The pilot, Joseph Longo of Greensburg, Pa., was shot down April 21 while flying over southern Angola in a light aircraft. He was suspected of spying for South Africa, the official Angolan news agency said at the time.
The State Department said April 24 that it had been informed by the U.S. Embassy in Pretoria that Longo was ferrying a Beechcraft Bonanza owned and operated by a U.S. company, Specialized Service Inc., from the United States to Johannesburg, South Africa. The Bonanza reportedly was to be delivered to the National Airway Corp. in South Africa.
The department denied that Longo had ever been a U.S. government employe.
Jackson, a Democratic presidential candidate, and several members of Congress, led by Rep. Howard E. Wolpe (D-Mich.), urged a high-level Angolan delegation visiting here last week to release Longo as a goodwill gesture.

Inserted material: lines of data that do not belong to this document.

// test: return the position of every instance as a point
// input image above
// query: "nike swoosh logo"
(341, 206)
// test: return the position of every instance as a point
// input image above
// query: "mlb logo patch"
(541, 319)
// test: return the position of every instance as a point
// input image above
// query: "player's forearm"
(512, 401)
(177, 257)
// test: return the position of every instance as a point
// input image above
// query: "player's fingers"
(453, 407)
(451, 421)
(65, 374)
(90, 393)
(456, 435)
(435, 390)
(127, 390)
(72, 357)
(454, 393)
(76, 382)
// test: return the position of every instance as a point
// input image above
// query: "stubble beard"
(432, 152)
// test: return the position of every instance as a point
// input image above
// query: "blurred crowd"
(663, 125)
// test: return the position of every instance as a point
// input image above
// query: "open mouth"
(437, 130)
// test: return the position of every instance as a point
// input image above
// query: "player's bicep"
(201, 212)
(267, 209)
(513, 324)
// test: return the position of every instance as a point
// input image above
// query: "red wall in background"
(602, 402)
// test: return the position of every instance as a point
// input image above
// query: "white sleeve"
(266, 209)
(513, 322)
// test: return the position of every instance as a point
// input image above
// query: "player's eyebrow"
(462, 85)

Jackson said he believes that Longo's release is "imminent."
At a press luncheon here June 11, the leader of the Angolan delegation, Afonso Van Dunem, said that Longo was being interrogated to determine why he had flown over a military zone. He said he was "quite sure" Longo would be released "if he tells the truth," and he indicated Angola had found no evidence that Longo was spying for the Central Intelligence Agency.
The United States has had no diplomatic relations with Angola since its independence from Portugal in 1974. The Reagan administration has insisted that it must first send home the estimated 37,000 Cuban troops stationed there.
The two governments have resumed talks over this and other issues, and a U.S. delegation is scheduled to go to Luanda, the Angolan capital, for a new round at the end of this month.
Jackson urged the administration to take Longo's release as "a signal for cooperation" from Angola, which he said was "too central to our interests" in southern Africa to ignore.